Szkoda, że nie wiadomo nic o sequelu. Ten pewnie powstanie, ale raczej nie trafi już na obecną generację ;(

P.S. Jak kiedyś zrobimy podsumowanie najlepszych/najciekawszych/najbardziej ulubionych gier obecnej generacji, to właśnie Alana wrzucę na sam szczyt. Dzieło Remedy ma to, co miały produkcje sprzed dekady, a nie mają tego te wydawane obecnie - duszę.
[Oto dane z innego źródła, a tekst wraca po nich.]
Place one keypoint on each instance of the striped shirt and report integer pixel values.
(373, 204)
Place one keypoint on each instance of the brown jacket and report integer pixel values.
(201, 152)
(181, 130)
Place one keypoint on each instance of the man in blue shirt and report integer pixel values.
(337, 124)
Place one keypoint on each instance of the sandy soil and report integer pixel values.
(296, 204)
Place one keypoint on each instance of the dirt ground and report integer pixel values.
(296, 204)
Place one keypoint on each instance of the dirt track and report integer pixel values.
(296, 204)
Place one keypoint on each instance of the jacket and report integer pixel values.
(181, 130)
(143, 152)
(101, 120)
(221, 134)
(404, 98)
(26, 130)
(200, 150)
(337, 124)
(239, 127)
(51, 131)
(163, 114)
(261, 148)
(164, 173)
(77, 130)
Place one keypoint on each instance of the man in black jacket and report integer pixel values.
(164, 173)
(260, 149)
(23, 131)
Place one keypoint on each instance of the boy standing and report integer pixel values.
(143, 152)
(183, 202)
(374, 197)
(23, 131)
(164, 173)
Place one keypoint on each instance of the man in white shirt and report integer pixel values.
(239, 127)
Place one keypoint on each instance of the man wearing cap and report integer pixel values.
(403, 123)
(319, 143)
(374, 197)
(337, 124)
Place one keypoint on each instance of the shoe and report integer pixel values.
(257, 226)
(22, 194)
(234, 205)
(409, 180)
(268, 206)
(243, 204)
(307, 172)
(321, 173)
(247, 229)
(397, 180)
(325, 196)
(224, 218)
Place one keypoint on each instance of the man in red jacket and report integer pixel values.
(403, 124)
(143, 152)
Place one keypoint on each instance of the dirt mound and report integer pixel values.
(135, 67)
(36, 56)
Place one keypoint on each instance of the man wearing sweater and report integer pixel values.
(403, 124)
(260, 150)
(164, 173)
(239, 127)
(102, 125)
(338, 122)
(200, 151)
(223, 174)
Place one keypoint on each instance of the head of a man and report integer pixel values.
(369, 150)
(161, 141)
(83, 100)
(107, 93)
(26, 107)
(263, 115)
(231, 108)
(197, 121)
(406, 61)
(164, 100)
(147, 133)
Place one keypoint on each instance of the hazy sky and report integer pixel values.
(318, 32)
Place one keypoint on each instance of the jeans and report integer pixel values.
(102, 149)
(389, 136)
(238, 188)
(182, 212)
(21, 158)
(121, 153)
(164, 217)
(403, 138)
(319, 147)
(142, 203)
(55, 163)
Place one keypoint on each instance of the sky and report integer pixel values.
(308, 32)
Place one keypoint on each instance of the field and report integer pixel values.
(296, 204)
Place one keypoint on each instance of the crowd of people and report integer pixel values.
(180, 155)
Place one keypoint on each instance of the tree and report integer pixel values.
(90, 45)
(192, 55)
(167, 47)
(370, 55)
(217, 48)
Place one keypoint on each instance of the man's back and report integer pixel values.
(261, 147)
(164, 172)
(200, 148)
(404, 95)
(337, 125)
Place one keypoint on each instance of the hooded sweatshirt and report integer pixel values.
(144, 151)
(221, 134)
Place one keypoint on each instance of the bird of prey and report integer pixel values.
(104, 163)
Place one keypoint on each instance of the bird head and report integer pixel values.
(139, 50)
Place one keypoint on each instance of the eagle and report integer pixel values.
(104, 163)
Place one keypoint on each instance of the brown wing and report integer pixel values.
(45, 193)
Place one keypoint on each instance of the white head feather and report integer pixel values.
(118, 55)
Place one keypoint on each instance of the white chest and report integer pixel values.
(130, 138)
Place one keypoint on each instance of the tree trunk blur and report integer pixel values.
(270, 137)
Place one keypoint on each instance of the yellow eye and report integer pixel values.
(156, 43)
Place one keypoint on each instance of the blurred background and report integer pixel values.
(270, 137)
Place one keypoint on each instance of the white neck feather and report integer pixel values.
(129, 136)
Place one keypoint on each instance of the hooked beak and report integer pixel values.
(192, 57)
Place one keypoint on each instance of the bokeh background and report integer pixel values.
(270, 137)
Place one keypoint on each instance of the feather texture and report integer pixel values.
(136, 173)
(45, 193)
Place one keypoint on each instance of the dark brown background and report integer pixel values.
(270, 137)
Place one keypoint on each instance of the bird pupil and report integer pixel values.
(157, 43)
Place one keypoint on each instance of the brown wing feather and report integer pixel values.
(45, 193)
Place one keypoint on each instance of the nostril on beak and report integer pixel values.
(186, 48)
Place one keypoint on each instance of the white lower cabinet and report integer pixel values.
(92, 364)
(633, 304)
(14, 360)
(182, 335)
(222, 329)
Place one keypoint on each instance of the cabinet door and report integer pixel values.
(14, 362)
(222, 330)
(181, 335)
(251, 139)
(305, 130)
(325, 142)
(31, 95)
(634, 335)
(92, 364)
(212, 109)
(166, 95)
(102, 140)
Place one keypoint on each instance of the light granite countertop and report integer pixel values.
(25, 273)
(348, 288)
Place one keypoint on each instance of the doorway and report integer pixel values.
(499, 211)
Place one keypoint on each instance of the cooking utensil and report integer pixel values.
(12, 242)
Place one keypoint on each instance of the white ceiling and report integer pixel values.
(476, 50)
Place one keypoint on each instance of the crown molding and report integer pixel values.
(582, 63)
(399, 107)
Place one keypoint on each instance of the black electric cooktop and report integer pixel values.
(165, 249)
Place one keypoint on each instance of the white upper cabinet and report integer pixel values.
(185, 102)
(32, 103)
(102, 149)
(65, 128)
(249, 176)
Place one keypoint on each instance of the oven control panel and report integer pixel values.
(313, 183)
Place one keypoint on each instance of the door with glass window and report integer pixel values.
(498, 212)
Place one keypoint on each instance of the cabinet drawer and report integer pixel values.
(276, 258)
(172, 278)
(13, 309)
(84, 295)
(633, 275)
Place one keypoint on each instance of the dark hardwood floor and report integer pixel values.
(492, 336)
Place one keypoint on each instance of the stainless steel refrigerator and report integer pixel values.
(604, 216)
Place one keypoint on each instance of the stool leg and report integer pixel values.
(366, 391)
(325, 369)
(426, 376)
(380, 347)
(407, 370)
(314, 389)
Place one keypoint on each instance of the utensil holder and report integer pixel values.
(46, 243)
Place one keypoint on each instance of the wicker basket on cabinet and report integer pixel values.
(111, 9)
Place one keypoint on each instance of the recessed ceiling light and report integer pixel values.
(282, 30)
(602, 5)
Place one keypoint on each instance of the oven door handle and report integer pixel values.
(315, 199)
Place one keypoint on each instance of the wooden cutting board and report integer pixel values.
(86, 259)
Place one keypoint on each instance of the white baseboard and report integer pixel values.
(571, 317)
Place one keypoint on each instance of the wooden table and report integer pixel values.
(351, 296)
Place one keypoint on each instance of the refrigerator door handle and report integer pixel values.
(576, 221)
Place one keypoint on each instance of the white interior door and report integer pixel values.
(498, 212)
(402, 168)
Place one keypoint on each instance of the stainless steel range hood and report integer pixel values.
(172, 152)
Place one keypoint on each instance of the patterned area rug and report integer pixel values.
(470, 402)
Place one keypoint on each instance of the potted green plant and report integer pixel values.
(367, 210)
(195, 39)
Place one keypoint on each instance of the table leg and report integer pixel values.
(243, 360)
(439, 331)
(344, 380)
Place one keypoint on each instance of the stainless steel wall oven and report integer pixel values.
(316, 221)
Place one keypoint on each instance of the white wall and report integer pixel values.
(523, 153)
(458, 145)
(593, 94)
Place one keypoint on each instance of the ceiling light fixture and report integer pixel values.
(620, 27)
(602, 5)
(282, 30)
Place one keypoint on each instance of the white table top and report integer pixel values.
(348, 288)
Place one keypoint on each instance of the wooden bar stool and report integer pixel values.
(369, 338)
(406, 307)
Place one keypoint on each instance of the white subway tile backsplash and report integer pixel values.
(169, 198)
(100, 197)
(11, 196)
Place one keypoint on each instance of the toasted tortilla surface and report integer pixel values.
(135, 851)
0 kudosGalnospoke   @   15:30, 30.05.2012
Gra jest totalnie nudna - ostrzegam.
0 kudosguy_fawkes   @   15:38, 30.05.2012
UP: Jeśli Alan Wake jest nudny, to jakie w takim razie jest chociażby Damnation...? Bo zaczyna brakować odpowiednio nacechowanych słów...
Świetny tekst. Uśmiech
Nie mogę się doczekać zakupu gry. Jak tylko skończę wszystkie poważne rzeczy, jakie mi zalegają, lecę po Alana!
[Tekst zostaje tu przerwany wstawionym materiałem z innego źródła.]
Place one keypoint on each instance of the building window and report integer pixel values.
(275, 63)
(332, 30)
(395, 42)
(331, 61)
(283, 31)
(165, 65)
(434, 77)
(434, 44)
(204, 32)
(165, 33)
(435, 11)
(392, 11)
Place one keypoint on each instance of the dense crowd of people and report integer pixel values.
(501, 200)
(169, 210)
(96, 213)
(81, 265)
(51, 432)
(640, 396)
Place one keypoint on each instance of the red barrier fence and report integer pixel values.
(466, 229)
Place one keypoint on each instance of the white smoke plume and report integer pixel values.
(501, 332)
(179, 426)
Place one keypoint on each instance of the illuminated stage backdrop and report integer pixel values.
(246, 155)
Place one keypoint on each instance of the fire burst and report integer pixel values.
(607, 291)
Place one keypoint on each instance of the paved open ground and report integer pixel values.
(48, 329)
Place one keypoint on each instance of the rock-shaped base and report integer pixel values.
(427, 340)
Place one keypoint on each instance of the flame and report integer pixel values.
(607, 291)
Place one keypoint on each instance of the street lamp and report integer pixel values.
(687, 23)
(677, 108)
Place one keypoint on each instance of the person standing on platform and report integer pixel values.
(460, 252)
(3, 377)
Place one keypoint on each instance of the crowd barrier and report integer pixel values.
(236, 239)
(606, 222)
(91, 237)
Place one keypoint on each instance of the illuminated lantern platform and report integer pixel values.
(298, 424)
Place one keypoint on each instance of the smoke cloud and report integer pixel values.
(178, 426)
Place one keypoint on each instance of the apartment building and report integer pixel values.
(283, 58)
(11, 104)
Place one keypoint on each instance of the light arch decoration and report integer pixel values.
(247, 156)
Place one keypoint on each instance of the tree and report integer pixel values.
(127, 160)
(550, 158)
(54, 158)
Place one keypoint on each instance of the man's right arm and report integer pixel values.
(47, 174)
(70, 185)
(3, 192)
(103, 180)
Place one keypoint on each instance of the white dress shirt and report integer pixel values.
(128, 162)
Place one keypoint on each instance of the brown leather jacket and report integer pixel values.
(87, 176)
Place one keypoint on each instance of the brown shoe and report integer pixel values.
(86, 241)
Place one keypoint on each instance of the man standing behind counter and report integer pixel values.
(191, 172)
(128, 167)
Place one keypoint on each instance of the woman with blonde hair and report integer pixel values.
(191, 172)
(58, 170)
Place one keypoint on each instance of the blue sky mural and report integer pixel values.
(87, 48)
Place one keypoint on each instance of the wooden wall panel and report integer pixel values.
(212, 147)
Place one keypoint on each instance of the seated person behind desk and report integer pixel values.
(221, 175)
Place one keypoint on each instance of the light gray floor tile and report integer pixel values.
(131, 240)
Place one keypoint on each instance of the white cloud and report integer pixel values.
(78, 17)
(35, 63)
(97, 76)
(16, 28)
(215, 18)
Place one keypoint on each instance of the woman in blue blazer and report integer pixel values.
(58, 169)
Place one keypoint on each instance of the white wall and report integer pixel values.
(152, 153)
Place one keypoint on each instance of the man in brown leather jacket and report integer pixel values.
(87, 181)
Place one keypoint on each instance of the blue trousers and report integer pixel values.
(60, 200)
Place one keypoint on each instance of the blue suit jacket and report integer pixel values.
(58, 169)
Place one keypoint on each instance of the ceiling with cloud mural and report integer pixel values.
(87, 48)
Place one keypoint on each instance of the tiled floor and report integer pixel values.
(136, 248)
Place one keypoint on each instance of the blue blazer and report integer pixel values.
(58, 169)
0 kudosMaterdea   @   16:44, 30.05.2012
Adam zamiast poprawiać matematykę, to siedzi po ciemku w słuchawkach i rypie potwory latarką. Dumny

Już bardziej poważnie - solidny tekst i dobra ocena. Adekwatna pod każdym względem. Uśmiech
0 kudosdudek90r   @   18:49, 30.05.2012
Alan na PC jest świetny pod każdym względem. Począwszy od efektów świetlnych po niektóre animacje. Ja dałbym grze 8.5/10 ale faktycznie na minusik trzeba wziąć pod uwagę rozgrywkę która po pewnym czasie zaczyna być schematyczna. Wrażenia świetne z gry, na długo zostanie w pamięci i na pewno jeszcze nie raz w nią zagram... aaaa no i cena która nie powala z nóg Uśmiech
0 kudosKimasek   @   20:18, 30.05.2012
Jestem również po ukończeniu Alana i muszę stwierdzić, że bawiłem się bardzo fajnie Uśmiech . Gra ma dosyć oryginalną fabułę, która wciąga im dłużej gramy. Przerywniki filmowe jedne z lepszych jakie widziałem. Grafika wysokich lotów nie można się do niczego przyczepić. Gra ma kilka minusów po 1 nie można jej bynajmniej moim zdaniem nazwać jej horrorem, bo nie ma w niej ani jednego momentu abyśmy się bali, owszem dreszczowiec jak najbardziej, ale nie horror. kolejnym minusem, który uwidacznia się po pewnym czasie to schematyczność walk z przeciwnikami, które sprowadza się do porażenia przeciwnika światłem i nafaszerowaniu ołowiem, o ile na początku sprawa to sporo frajdy to mniej więcej od połowy gry zaczyna nużyć. Liniowość rozgrywki również przeszkadza, ale nie aż tak. Podsumowując Alan Wake to jedna z ciekawszych produkcji jakie było mi dane wziąć w swoje ręce w ostatnim czasie, przede wszystkim gra wciąga i potrafi pochłonąć mimo tych kilku minusów uważam tą grę za udaną moja ocena to 8/10.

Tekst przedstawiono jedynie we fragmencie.